The only true way to fight this is with ideas
By Dr. Abdol Hossein Samii
February 4, 2002
I am submitting this article for publication. As my father is deceased, comments
about the article can be sent to me. Ahmad
Ali Ebtehaj Samii.
New York Hospital had a wonderfully unique tradition of presenting the resident staff
that completed 2-3 years of post-graduate training at New York Hospital with the
President's Chair. A brass plaque bearing, the name of the resident and the years
of service to New York Hospital would be attached to the back of the chair. It is
not known when the tradition was started, but it appears that the first chairs presented
in the early 1930's after the hospital moved to its current Upper East Side location.

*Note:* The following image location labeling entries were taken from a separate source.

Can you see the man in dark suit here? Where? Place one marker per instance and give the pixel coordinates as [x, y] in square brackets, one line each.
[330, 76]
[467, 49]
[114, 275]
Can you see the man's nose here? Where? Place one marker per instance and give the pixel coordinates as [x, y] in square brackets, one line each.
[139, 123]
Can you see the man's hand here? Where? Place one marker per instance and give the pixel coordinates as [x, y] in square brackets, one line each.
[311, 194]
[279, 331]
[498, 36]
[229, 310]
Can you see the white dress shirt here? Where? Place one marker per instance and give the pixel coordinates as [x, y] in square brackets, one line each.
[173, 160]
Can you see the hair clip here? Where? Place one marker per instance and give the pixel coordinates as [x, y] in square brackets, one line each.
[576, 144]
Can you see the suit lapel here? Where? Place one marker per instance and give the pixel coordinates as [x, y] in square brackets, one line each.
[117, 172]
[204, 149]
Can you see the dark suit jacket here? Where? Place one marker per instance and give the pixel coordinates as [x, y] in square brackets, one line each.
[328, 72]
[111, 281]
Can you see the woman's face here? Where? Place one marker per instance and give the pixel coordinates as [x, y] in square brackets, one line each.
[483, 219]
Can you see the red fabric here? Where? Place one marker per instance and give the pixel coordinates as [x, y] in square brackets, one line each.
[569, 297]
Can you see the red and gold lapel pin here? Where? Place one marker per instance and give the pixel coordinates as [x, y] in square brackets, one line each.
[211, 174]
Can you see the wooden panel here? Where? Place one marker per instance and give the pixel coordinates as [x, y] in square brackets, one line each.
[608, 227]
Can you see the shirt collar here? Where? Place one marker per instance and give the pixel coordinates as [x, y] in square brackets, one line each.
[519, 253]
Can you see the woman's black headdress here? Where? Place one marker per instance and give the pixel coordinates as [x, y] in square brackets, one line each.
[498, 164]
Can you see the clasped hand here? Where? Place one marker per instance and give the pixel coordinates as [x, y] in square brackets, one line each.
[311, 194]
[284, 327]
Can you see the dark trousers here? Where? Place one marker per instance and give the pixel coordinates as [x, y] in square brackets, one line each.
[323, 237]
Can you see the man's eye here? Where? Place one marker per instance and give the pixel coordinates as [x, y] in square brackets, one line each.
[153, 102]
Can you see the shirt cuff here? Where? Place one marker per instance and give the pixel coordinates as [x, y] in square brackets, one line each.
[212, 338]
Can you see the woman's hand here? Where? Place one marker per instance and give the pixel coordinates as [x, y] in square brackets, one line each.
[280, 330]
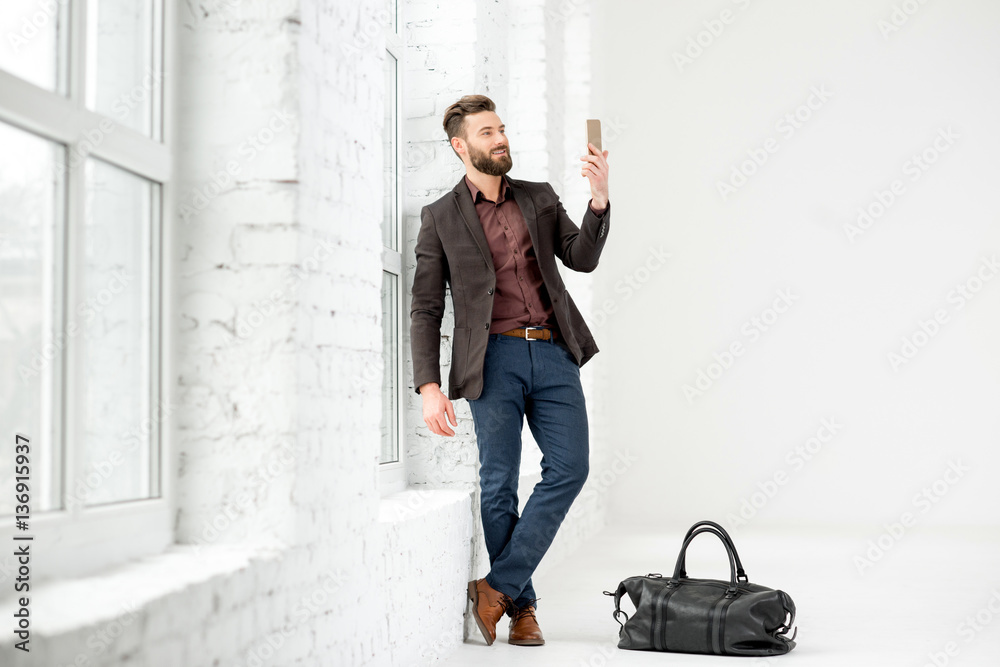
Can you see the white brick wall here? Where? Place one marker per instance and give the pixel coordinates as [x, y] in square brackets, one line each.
[286, 554]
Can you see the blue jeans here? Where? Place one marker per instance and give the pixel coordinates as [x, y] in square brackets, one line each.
[541, 380]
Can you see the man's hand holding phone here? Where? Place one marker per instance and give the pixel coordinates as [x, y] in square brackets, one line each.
[595, 166]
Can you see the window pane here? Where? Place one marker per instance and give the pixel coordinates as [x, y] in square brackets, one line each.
[118, 425]
[32, 37]
[389, 135]
[31, 207]
[392, 9]
[390, 358]
[120, 77]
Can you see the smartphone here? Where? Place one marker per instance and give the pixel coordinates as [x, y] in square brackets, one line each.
[594, 133]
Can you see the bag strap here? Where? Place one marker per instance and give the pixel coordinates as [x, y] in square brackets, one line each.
[675, 580]
[741, 574]
[618, 598]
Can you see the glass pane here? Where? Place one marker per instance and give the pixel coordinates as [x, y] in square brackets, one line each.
[120, 77]
[31, 207]
[32, 36]
[118, 426]
[389, 135]
[392, 8]
[390, 365]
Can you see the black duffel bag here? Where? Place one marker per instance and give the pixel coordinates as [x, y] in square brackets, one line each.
[686, 615]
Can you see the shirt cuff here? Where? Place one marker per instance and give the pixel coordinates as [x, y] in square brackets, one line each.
[599, 213]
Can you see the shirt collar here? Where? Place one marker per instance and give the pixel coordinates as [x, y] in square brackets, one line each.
[474, 191]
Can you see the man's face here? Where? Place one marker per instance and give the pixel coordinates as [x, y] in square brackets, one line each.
[487, 144]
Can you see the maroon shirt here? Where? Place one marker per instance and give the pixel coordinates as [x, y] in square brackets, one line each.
[520, 298]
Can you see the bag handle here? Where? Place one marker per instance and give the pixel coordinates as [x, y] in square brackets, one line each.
[741, 575]
[617, 595]
[675, 580]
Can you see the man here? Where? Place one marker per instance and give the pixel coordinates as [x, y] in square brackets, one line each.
[517, 347]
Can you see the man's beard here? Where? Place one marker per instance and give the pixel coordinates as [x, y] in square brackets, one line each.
[486, 163]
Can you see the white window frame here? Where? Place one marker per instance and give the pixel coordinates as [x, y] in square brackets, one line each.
[77, 541]
[392, 476]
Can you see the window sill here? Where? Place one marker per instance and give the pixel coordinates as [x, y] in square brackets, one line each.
[123, 592]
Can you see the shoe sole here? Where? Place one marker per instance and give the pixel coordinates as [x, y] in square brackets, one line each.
[474, 596]
[527, 642]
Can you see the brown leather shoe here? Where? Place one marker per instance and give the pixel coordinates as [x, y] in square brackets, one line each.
[488, 606]
[524, 630]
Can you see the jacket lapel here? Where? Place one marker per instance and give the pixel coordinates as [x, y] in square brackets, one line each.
[463, 199]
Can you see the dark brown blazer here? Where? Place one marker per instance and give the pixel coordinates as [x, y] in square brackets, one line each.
[452, 248]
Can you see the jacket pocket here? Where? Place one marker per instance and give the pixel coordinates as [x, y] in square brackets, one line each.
[459, 355]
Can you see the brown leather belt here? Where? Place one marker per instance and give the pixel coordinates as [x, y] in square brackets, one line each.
[532, 333]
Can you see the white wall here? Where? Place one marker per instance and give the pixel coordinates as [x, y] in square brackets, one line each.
[886, 95]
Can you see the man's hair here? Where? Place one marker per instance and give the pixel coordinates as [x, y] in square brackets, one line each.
[454, 116]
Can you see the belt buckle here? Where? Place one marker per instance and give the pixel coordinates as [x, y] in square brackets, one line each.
[526, 333]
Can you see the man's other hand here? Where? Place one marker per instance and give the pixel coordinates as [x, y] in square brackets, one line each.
[436, 405]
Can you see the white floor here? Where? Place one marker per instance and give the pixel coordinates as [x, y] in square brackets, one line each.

I want to share with you the events surrounding my New
York Hospital President's chair. After graduating from Cornell University Medical
College. I started my internship at New York Hospital during David Barr's last year
as Chairman of the Department of Medicine and continued my residency in Medicine
under the newly appointed Chairman of Medicine - Hugh Luckey. I always felt that
training in Medicine was incomplete without some time spent in Boston, so after three
years at New York Hospital, I moved on to Boston to complete my residency in Medicine
at Mass. General Hospital with Walter Bauer and Fellowship in Nephrology at Peter
Bent Brigham Hospital with John Merrill.
About the time I left New York, I was presented with the President's Chair -- which
I took with me to Boston. Finally, after more than seventeen years in the U.S. I
decided to return to my homeland to see what I could do to introduce modern medicine
and particularly American Medicine to Iran. I won't go into that long story here,
but look for the book that I am planning to write on my American-Iranian Journey.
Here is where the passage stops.